Background: Several studies examining the C825T polymorphism of the G protein β3 subunit (GNB3) have shown inconsistent results regarding susceptibility to hypertension. With twice the length of earlier studies, the aim of our study was to further investigate this association with a cross-sectional design over an 11.5-year follow-up period in a Norwegian population.

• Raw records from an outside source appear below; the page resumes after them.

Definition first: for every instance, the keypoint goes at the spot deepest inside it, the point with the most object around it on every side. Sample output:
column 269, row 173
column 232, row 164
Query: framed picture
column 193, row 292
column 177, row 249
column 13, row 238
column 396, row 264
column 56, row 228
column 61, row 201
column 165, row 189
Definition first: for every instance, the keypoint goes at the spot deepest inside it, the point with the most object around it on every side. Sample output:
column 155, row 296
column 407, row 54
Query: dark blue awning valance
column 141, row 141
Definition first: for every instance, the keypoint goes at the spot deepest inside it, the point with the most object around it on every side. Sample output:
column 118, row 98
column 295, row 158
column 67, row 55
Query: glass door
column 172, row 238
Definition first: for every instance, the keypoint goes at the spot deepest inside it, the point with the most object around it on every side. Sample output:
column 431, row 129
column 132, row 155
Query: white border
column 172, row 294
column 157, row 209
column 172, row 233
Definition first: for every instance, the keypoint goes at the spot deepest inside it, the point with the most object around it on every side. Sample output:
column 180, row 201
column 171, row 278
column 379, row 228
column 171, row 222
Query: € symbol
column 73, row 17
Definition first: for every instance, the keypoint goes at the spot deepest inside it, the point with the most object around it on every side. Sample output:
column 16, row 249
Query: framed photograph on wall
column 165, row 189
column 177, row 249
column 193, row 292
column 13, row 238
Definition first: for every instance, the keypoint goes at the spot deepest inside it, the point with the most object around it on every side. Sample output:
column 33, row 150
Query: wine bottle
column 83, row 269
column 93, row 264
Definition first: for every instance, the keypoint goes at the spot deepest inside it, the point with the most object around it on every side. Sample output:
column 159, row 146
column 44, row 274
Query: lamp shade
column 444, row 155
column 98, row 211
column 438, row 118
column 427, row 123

Methods: Two randomized selected population samples from the Nord-Trøndelag Health Study 1995-1997 (HUNT 2) were genotyped. One sample included individuals reporting use of antihypertensive medication (n = 969), and the other did not report use of antihypertensive medication, cardiovascular disease (CVD), or diabetes (n = 1,867). Of those genotyped, 2,254 participants (79.5%) also attended HUNT 1 in 1984-1986.
Results: There was no significant higher prevalence of hypertension (blood pressure ≥140/90 mm Hg and/or antihypertensive medication) in T-allele carriers than in C allele carriers. However, TT homozygous men with treated hypertension showed statistical significant association with self-reported CVD compared to the CC genotype (odds ratio (OR) 3.19, P = 0.001). No statistical significant association between hypertension and the C825T polymorphism was found during the follow-up.
Conclusions: No association was found between the C285T polymorphism of the GNB3 and hypertension. However, CVD was more common among treated hypertensive men with the TT genotype compared to men with the CC genotype. Thus, further studies are needed to explore whether this finding could be caused by other mechanisms than elevated blood pressure.